Q. I haven’t got judgment yet and I am concerned that the debtor is disposing of his/her property.
A. If you are concerned that a debtor is disposing of his/her property, it is prudent to make an interlocutory application as a matter of urgency to stop the property being disposed of, or to stop the debtor from leaving a certain jurisdiction. An interlocutory application is an application made to the court before a hearing. It is usually made by filing a notice of motion in the court, which is served on all the parties involved, and then presenting a motion (oral argument) in court.
Q. What is a statutory demand?
A. A statutory demand is a document that may be served on a company (and not an individual) demanding the repayment of a debt. The debt must be $2,000.00 or more. The statutory demand must be accompanied by an affidavit.
Before issuing a statutory demand, readers are advised to seek legal advice, as there are particular requirements of a technical and legal nature for a statutory demand. Costs implications arise if a statutory demand is issued improperly.
If a properly issued statutory demand is served, the company must apply to have the demand set aside or pay the outstanding amount. Failure to do so is treated as an act of insolvency and the company may be wound up.
Q. I am trying to serve a debtor but he/she has been avoiding service. What can I do?
A. Sometimes, serving a debtor is the most difficult part of the process.
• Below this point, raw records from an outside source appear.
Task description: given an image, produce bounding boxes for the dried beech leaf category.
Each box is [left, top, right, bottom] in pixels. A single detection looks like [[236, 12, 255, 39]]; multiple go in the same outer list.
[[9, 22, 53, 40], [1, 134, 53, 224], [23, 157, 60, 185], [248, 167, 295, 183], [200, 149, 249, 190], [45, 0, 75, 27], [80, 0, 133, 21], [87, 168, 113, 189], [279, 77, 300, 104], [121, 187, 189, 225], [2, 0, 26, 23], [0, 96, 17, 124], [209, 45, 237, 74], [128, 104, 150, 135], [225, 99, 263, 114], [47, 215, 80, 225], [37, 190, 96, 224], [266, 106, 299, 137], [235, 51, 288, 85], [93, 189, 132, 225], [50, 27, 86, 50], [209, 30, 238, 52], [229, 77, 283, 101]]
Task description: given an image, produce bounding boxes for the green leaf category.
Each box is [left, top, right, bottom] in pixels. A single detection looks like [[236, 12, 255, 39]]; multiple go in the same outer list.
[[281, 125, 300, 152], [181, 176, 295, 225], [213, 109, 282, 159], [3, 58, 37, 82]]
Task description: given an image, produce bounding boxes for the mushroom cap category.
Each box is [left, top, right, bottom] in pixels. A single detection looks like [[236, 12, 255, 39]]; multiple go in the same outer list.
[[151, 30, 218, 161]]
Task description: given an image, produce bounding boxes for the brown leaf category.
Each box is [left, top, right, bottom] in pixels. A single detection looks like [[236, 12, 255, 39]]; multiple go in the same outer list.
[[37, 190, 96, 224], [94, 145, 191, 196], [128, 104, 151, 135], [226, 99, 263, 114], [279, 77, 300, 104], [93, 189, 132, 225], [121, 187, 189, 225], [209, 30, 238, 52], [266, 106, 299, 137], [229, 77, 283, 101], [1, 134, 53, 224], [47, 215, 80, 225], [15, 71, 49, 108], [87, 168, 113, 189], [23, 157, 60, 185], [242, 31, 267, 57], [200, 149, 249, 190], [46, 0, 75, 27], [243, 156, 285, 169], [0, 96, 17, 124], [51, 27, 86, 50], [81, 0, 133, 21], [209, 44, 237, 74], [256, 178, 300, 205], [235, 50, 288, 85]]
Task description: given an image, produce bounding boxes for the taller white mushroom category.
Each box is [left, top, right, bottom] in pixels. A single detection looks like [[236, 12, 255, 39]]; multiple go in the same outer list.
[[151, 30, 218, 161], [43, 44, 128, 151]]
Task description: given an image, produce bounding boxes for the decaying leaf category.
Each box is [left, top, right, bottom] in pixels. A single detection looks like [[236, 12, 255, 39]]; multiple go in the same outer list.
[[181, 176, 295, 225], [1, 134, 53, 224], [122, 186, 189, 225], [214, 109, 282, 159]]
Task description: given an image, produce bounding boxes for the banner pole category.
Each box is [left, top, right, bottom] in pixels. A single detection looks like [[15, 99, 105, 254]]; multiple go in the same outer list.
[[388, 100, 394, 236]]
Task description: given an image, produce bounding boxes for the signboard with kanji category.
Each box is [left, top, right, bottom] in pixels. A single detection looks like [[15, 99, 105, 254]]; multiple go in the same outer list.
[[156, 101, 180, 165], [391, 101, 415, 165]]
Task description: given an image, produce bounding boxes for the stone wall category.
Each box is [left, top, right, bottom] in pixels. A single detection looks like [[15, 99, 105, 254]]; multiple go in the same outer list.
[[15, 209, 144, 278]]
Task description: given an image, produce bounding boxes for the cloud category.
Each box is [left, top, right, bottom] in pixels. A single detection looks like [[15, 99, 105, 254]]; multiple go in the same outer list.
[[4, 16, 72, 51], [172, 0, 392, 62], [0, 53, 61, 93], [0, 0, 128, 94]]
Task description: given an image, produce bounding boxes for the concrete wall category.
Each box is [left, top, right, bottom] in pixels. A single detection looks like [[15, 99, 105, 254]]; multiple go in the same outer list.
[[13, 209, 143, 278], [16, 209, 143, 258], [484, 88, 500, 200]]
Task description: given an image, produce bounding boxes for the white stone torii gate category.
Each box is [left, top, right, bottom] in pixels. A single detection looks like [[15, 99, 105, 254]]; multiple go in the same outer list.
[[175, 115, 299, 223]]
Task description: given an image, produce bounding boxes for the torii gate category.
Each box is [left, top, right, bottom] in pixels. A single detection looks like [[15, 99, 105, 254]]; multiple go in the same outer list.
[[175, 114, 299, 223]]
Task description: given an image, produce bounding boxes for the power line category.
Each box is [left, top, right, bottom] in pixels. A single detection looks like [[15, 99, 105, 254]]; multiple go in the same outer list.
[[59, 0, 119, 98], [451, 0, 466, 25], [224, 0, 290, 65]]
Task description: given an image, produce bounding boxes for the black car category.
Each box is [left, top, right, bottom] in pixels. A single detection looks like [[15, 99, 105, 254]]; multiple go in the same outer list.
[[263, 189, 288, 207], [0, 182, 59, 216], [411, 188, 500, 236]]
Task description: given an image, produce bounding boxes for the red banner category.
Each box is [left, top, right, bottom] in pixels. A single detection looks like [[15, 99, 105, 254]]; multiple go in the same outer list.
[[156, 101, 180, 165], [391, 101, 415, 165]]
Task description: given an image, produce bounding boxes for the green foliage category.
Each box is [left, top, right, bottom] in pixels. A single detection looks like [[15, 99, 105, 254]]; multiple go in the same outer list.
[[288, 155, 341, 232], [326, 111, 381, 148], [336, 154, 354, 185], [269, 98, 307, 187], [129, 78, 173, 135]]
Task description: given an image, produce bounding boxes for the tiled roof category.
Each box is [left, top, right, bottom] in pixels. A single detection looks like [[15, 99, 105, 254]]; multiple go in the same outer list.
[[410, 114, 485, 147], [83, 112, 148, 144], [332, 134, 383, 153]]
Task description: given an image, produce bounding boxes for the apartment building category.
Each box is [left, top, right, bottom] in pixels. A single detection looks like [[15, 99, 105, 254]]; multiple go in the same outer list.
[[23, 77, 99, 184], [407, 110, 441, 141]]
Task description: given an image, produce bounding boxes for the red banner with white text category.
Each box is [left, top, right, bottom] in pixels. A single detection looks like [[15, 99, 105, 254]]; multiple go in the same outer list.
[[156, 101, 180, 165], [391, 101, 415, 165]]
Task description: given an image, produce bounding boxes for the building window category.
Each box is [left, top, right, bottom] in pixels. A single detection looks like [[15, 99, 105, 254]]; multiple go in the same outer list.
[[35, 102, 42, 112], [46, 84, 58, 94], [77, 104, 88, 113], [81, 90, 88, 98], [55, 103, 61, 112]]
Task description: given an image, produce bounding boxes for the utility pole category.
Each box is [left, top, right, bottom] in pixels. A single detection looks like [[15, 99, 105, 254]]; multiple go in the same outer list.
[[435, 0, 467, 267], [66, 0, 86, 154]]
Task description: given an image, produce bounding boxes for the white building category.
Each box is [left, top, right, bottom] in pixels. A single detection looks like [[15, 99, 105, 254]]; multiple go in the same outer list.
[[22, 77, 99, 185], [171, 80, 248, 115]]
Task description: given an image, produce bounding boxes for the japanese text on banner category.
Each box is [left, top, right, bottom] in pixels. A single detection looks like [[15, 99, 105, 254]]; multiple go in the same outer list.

It is usually a requirement that an individual debtor be served personally (i.e., in person and not by post or by some other means).
However, where you can demonstrate to the court that it is reasonably likely that the document that you were trying to serve would be brought to the attention of the debtor if it is left at a certain place, or given to a certain person, the court will grant you an order for substitute service. Such an order will allow you to serve the debtor through means other than personal service.
Q. Am I entitled to interest and legal costs if I recover a debt through the court process?
A. Legal costs include such things as filing fees, service fees and fees charged by your solicitor.
Generally, a creditor that brings a successful claim is entitled to recover both interest and costs. The amount of costs that a successful creditor is able to recover is usually less than 100% of the total legal costs.
Where a matter is brought before the ACT Civil and Administrative Tribunal, a successful creditor is likely to be awarded only a very small amount of costs (if any), but will be awarded interest.
The Supreme Court currently allows pre-judgment interest at 9% and post-judgment interest at 11%, but this is subject to change.